At the end of the Vietnam War, six Australians were among the 2,338 people then listed as missing in action. Four Australian Army soldiers and two Royal Australian Air Force (RAAF) were classified "missing in action" in four separate incidents with all six presumed to have been killed in action. Following the war, the remains of the servicemen were recovered and repatriated to Australia. As of 30 July 2009, no Australian servicemen remain missing in action from the Vietnam War.

==Personnel listed as missing in action==
- Lance Corporal Richard Harold John ("Tiny") Parker (24) and Private Peter Raymond Gillson (20), were both regular army soldiers with A Company, 1st Battalion, Royal Australian Regiment attached to the US 173rd Airborne Brigade. On 8 November 1965, during fighting at Gang Toi as part of Operation Hump in Bien Hoa Province, both soldiers were observed by their comrades to be hit repeatedly by enemy machine-gun fire at close range. Despite attempts by other soldiers, their bodies could not be recovered, owing to heavy enemy fire which pinned down their company. The remains of Parker and Gillson were located in southern Vietnam in April 2007 and were repatriated to Australia in June that year.

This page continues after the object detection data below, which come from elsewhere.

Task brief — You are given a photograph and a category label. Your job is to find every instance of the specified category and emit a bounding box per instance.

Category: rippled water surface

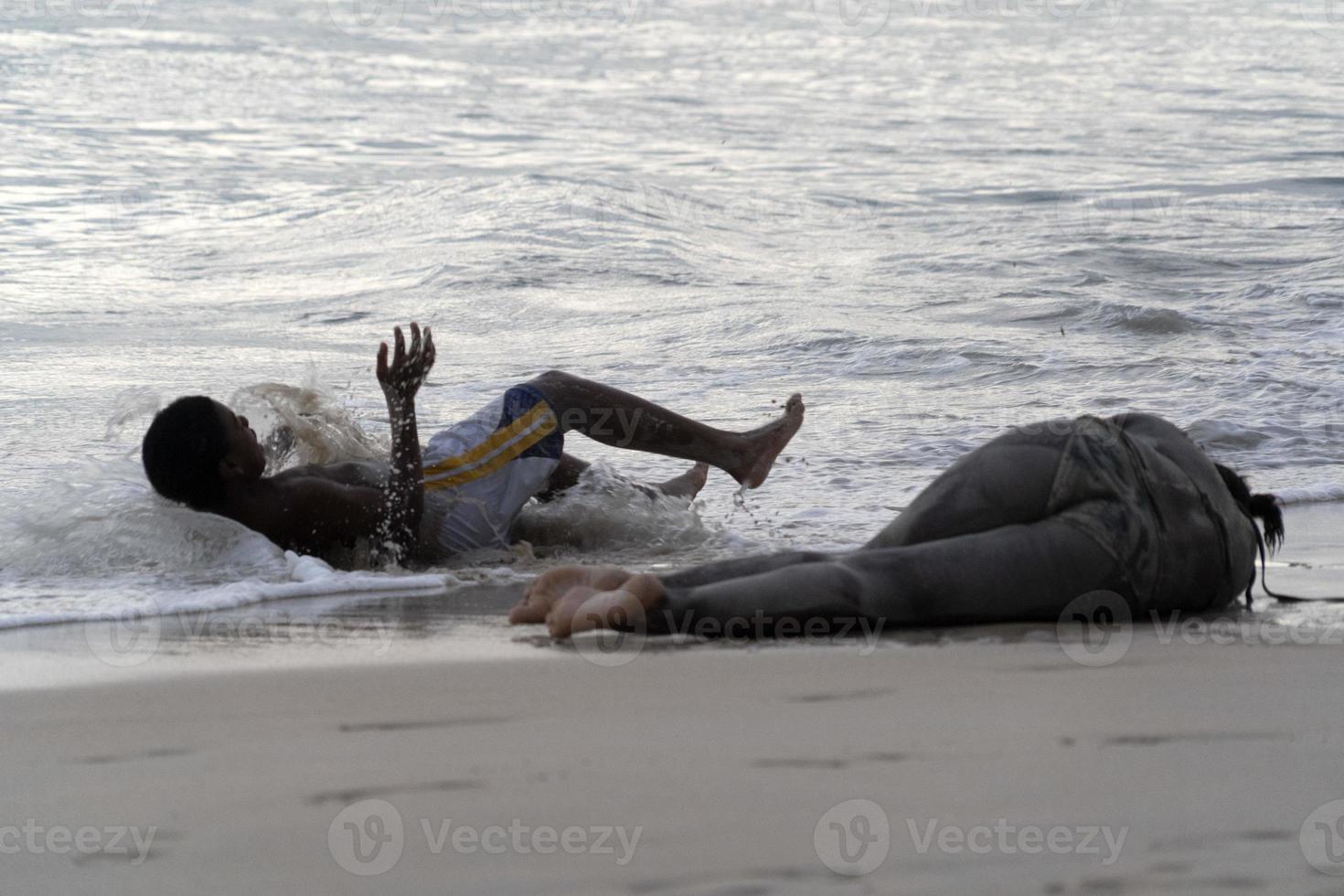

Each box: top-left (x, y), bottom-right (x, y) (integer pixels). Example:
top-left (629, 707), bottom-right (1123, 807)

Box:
top-left (0, 0), bottom-right (1344, 621)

- Private David John Elkington Fisher (23), was a national serviceman serving with 3 Squadron, Special Air Service Regiment. On 27 September 1969, he was part of an SAS patrol which was contacted by several parties of Viet Cong in the Cam My district, about 35 km northeast of the 1st Australian Task Force base at Nui Dat. During a "hot extraction" by an RAAF helicopter, Fisher fell about 30 m into dense jungle from a rope attached to the helicopter. He was believed to have been killed and searches failed to recover his body. In August 2008, the Australian Defence Force reported that the possible location of Fisher's body had been identified. On 11 September 2008, the Australian Defence Force advised that the remains found as part of the investigation had been positively identified as Fisher and that preparations were underway to return the fallen soldier with full military honours. "It is now known that Private Fisher died as a result of the fall and was hastily buried by enemy soldiers who discovered his body", Defence Science and Personnel Minister Warren Snowdon stated.
- Pilot Officer Robert Charles Carver (24) and Flying Officer Michael Patrick John Herbert (24), of No. 2 Squadron RAAF, were both career air force officers based at Phan Rang Air Base. On 3 November 1970, during a night bombing mission their Canberra bomber, serial no. A84-231, disappeared in the northern I Corps Tactical Zone region of South Vietnam after dropping its bombs near Da Nang. An extensive aerial search of the area failed to find any trace of the aircraft or crew and was called off after three days. On 21 April 2009, the Australian Defence Force reported they had located the wreckage of an RAAF Mk 20 Canberra bomber in thick jungle in an extremely rugged, remote and sparsely populated area of Quang Nam Province, Vietnam, near the Laotian border. The Australian Government announced on 30 July 2009 that the remains of the airmen were found in the wreckage of the crashed bomber and that they had been positively identified as belonging to Carver and Herbert. The two airmen were the last of the Australians listed as missing in action in Vietnam to be repatriated to Australia.
- Lance Corporal John Francis Gillespie (24) was a helicopter medic with the 8th Field Ambulance. On 17 April 1971, Gillespie took part in a "dustoff" operation in the Long Hải Hills in Phuoc Tuy province to rescue a wounded South Vietnamese soldier. The RAAF UH-1H Iroquois helicopter (Serial No A2-767) from No. 9 Squadron RAAF he was a passenger in was hit by enemy ground fire and crashed. Gillespie was pinned under the burning wreckage and his body could not be recovered. Three other soldiers also died in the crash. In February 2004, remains believed to be those of Gillespie were located, and they were positively identified and repatriated to Australia on 22 December 2007.